Question

A first-order reaction has a half-life of 14.5 hrs. What percentage of the reactant will remain after 24 hrs?

Answer 1

Hint: Remember one thing regarding first-order reactions - the half-life of these reactions is independent of the initial concentration of their reactants. In other words, it does not depend upon the amount of reactant you are having. The half-life of the reaction is actually the time required for half of the initial concentration of the reactant to be utilized or consumed.

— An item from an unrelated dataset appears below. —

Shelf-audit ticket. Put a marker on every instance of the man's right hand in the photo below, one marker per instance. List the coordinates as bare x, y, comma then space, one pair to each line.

 Complete step by step answer:
A first-order reaction is a reaction that takes place at a rate that depends linearly only on one reactant concentration.
Mathematically,
$\left[ A \right]{\text{t = }}\left[ A \right]0{{\text{e}}^{ - kt}}$
Where, $\left[ A \right]{\text{t}}$ is the final concentration of reactant after a time $\left( t \right)$, $\left[ A \right]0$ is the initial concentration of reactant and $k$represents the rate constant.
Now, taking the natural log on both sides:
\[\ln \left( {\left[ A \right]t} \right) = \ln \left( {\left[ A \right]0{e^{{\text{ - kt}}}}} \right)\]$\dfrac{{\left[ A \right]t}}{{\left[ A \right]0}} = 31.8$
You will get:
$\ln \left( {\left[ A \right]} \right) - \ln \left( {\left[ A \right]0} \right) = - kt.\ln \left( e \right)$
$\ln \left( {\left[ A \right]0} \right) - \ln \left( {\left[ A \right]} \right) = kt$
Finally, you will obtain:
$t = \dfrac{{\ln \left( {\dfrac{{\left[ A \right]0}}{{\left[ A \right]t}}} \right)}}{k}$
Now, it is known that after one half-life i.e. t1/2, the concentration of the reactant becomes half of its initial concentration value.
$\left[ A \right]t = \dfrac{{\left[ A \right]0}}{2}$ (after t1/2)
Thus:
$\ln \left( {\dfrac{{\left[ A \right]0}}{{\left[ A \right]t}}} \right) = \ln \left( {\dfrac{{\left[ A \right]0}}{{\dfrac{{\left[ A \right]0}}{2}}}} \right) = \ln \left( 2 \right)$
At last:
$t1/2 = \dfrac{{\ln (2)}}{k} = \dfrac{{0.693}}{k}$
From this equation, first we will calculate the value of k.
$14.5 = \dfrac{{0.693}}{k}$
$k = 0.048$
Now, estimate the value of$\dfrac{{\left[ A \right]t}}{{\left[ A \right]0}}$:
We already have the formula $t = \dfrac{{\ln \left( {\dfrac{{\left[ A \right]0}}{{\left[ A \right]t}}} \right)}}{k}$
$\dfrac{{\left[ A \right]t}}{{\left[ A \right]0}} = {e^{ - kt}}$, where k = 0.048, t = 24
As a result, $\dfrac{{\left[ A \right]t}}{{\left[ A \right]0}} = 31.8$
Thus, 31.8% of the reactant will remain after 24 hrs.

Note:
The length of half-life will always be constant, independent of the concentration. That means, it takes the same time for the concentration to reduce from one point to another point. The formula for half life demonstrates that for the first order reaction, it depends solely on the reaction rate constant i.e. k.